Racial Disparities Seen With End-of-Life Discussions

Black patients more likely to receive life-prolonging care than white patients post-EOL discussion
By Jeff Muise
HealthDay Reporter

TUESDAY, Sept. 28 (HealthDay News) -- Black patients with advanced cancer who have had end-of-life (EOL) discussions with their physicians still tend to receive more life-prolonging care than white patients who have had such discussions, according to a study in the Sept. 27 issue of the Archives of Internal Medicine.

Jennifer W. Mack, M.D., of the Dana-Farber Cancer Institute in Boston, and colleagues compared patient-physician discussions about EOL care, treatment preferences, and do-not-resuscitate (DNR) orders with the actual EOL care received by 71 black patients and 261 white patients with advanced cancer.

The researchers found that black and white patients had EOL discussions with their physicians in similar proportions (35.3 and 38.4 percent, respectively; P = .65), but more black patients than white patients received life-prolonging care at the end of life (19.7 versus 6.9 percent).
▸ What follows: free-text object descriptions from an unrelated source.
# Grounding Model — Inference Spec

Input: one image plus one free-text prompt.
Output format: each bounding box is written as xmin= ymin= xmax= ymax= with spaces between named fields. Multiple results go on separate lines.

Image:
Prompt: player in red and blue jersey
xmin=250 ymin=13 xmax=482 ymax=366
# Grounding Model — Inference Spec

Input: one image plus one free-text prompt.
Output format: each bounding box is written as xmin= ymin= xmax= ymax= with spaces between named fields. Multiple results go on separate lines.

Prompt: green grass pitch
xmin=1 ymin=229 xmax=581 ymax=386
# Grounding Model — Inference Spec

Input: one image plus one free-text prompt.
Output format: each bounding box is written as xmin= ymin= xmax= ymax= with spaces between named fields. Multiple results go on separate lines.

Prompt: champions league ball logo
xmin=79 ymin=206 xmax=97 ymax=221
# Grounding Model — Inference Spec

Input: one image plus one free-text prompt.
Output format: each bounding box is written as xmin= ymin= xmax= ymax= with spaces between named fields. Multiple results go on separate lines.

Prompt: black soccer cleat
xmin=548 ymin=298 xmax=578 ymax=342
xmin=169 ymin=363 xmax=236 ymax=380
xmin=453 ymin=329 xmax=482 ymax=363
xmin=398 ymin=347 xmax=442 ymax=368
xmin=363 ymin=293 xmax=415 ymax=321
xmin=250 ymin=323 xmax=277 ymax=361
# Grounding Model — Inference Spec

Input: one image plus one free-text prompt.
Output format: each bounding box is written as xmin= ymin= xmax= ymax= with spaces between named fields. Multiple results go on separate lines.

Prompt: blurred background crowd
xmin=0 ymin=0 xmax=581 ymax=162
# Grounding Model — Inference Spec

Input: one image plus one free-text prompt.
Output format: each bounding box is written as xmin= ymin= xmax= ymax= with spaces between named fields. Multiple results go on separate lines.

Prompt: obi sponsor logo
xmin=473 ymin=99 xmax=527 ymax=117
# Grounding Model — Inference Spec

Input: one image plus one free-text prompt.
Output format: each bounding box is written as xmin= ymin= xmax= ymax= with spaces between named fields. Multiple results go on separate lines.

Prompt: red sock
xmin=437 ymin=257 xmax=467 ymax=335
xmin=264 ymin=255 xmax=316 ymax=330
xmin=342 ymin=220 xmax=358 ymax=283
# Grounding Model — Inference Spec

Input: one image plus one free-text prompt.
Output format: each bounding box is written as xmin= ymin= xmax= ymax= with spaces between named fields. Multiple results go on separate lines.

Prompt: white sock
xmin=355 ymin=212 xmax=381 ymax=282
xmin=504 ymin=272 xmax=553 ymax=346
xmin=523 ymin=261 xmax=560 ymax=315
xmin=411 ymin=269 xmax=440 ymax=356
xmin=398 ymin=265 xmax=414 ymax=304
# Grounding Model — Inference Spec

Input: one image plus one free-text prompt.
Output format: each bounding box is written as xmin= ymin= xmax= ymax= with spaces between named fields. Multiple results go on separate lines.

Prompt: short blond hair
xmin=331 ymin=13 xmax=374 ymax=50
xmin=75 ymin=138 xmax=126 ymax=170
Further, though EOL discussions were associated with the placement of DNR orders among black patients, black patients with such orders were no less likely to receive life-prolonging EOL care than black patients without DNR orders.

"EOL discussions and communication goals seem to assist white patients in receiving less life-prolonging EOL care, but black patients do not experience the same benefits of EOL discussions. Instead, black patients tend to receive life-prolonging measures at the EOL even when they have DNR orders or state a preference for symptom-directed care," the authors write.